An old friend called Etta, taught me that one was never too old to learn, Even in her nineties, she decided to learn another foreign language; already being able to speak four different languages fluently. Even today, the fact that I have a terminal illness will never stop me planning ahead or seeing little point in starting something new I might never finish.
All the women I have ever loved have taught me that there is more to Sigmund Freud's psychoanalytical theories than first meets the eye. I have never been attracted to or ever wanted to go with any woman in my life whose natural hair colour wasn't black or its length, long. All my life, my dear mother never dyed her black hair that she always wore long!
I'll never forget attending my first Irish funeral. As the coffin was lowered into the open grave, the priest prayed over the coffin and described the deceased as being 'A great man, a gentleman and a scholar'. A part of me regretted never having really known this fine man. As I grew older and had attended many more Irish funerals, I came to realise that the priestly descriptions of all Irish men that are laid to rest are one and the same!
The Catholic Church has taught me the everlasting power of guilt and indoctrination. As the Jesuits said,' Give me a child until the age of seven and I'll give you the man". I have never known an Irish man or woman who lived entirely guilt free or who wasn't able to induce guilt at the drop of a hat whenever they wanted to get their own way. As for being the masters of emotional blackmail, the least said about that, the better!
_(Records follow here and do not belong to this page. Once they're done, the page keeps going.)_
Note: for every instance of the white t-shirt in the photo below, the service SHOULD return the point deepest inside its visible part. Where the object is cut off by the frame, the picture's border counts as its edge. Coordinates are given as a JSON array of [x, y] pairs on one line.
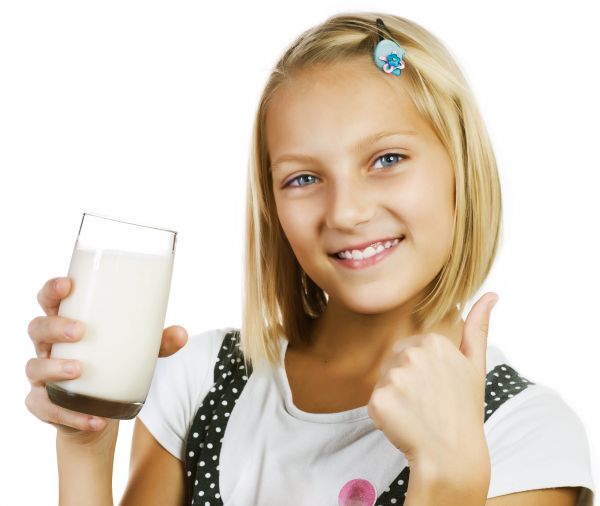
[[274, 453]]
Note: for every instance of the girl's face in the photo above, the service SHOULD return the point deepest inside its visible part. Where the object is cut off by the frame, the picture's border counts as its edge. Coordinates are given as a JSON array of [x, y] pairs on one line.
[[353, 163]]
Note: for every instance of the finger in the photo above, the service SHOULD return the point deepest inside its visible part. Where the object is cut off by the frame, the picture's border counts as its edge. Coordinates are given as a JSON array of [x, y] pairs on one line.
[[46, 330], [395, 357], [475, 331], [42, 407], [52, 292], [173, 339], [40, 371]]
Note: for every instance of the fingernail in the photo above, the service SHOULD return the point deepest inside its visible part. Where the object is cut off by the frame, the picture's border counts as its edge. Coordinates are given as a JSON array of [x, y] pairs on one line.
[[69, 367], [72, 329]]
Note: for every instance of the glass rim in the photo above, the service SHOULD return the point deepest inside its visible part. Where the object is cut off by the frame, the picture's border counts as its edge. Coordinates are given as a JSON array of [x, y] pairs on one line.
[[125, 222]]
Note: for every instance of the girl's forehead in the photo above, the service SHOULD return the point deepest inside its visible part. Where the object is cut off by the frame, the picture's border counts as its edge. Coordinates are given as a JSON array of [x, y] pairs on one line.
[[341, 99]]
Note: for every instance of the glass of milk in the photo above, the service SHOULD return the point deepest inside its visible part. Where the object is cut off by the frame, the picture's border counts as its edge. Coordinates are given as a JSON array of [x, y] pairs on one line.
[[121, 275]]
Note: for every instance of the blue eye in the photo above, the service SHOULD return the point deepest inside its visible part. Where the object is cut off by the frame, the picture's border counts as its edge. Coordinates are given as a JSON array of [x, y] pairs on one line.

All the animals in my life I grew to love, loved me unconditionally from the start until the end! I never needed to seek their respect as they gave it to me before I had earned it.
Finally, the greatest truth I ever learned was from the Book of Genesis. How appropriate a book name to carry through the generations, lessons of life; Genesis.....or should that better read Genes is? Forgive me if I use my own interpretation of this great book.
'God made the heavens and earth, the land and the sea. And he placed upon his earth animals, birds of the air and insects of the underworld. Then, He made the greatest of all His creations; you! My Lord God made the earth and filled it with all things wonderful. When it was finished, he breathed life into it and set it spinning on an axis of love; and it is the love of one person expressed to another that keeps it spinning in perpetual motion'.
This message of God taught me the greatest thing I ever learned or ever will; that love makes the world go 'round!" William Forde: January 30th, 2018.